High school spring sports get the OK
MONTPELIER — Practices for high school interscholastic sports have been OK’d to begin April 5 and competitions are allowed to start April 17.
That’s the word after the Vermont Principals’ Association recently released guidelines for a spring season that reflect official state approval for all interscholastic sports.
The only exception to the April 5 practice rule is that baseball pitchers may begin supervised workouts on March 29.
Many of the same sort of COVID-19 protocols that applied during the fall and winter seasons will apply this spring, including that all “players, coaches, officials, staff, and spectators should complete a health check before arriving at school-sponsored practice sessions, scrimmages, games, meets or competitions.”
Masks will be required for all present at competitions, except for distance runners or those engaged in similar activities, and competition will be limited to other schools within Vermont, with rare exceptions.
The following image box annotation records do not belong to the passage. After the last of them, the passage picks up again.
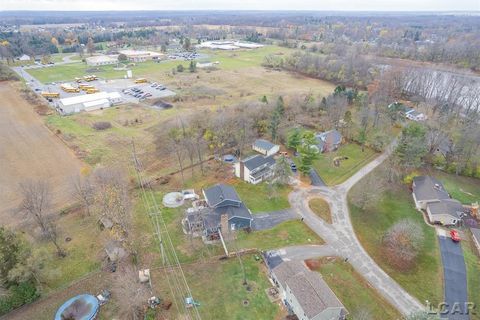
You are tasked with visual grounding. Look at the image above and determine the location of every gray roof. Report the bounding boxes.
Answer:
[413,176,450,201]
[272,260,347,319]
[427,199,463,219]
[203,183,241,207]
[253,139,277,150]
[243,155,275,171]
[315,129,342,145]
[470,228,480,243]
[215,202,253,220]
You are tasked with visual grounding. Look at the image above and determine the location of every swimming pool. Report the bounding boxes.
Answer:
[55,294,100,320]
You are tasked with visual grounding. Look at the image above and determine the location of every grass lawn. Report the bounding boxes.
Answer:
[432,170,480,204]
[35,213,105,293]
[315,258,401,320]
[152,255,282,320]
[237,220,324,250]
[308,198,332,224]
[232,179,292,213]
[462,231,480,320]
[202,46,295,70]
[313,143,377,186]
[349,176,443,304]
[26,61,183,83]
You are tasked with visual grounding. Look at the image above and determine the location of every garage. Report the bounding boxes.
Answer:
[57,92,122,114]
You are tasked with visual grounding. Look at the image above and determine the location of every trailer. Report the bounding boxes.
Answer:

Private rides to away games are encouraged, home teams must keep lists of attendees at games, and team gatherings outside of practices and games are “strongly discouraged.”
As has been the case in the fall and winter, “unnecessary physical contact” among players, “such as high fives, handshakes, fist bumps or hugs,” is discouraged; equipment will be disinfected regularly; and athletes — even baseball players — won’t be allowed to spit.
State officials also reserve the right to halt “school-based athletic activities in the affected schools” in the case of confirmed cases of COVID-19, and to take actions “including but not limited to the widespread cancellation of games, meets, competitions and practices” if there is “evidence of COVID-19 transmission resulting from” interscholastic competition.
At games teams are required to keep participants six feet apart when not in action.
A 150-person limit for people at an outdoor event will be in effect, as it was this past fall, according to the VPA guidelines.
That rule is causing some concern among Addison County athletic officials and coaches because it also specifically applies to track and field meets. Local teams have fewer participants, but some larger Chittenden County squads that host meets have almost that many athletes on their teams.
It remains to be seen how meets will be run and how that rule can be made compatible with track and field. The guidelines suggest multiple days and staggered starts.
The Middlebury Union track and field team also is not likely to be able to make use of its usual practice facility, the Middlebury College track. MUHS Athletic Director Sean Farrell said college officials are considering the school’s request to work out there, but given the pandemic he would understand if they decline to give the Tiger team permission.
Farrell said MUHS teacher Ben Weir has taken over as program head coach, however, and Weir formerly coached the Randolph team without the benefit of a track. Thus, Farrell said Weir’s experience doing so might be especially welcome this spring.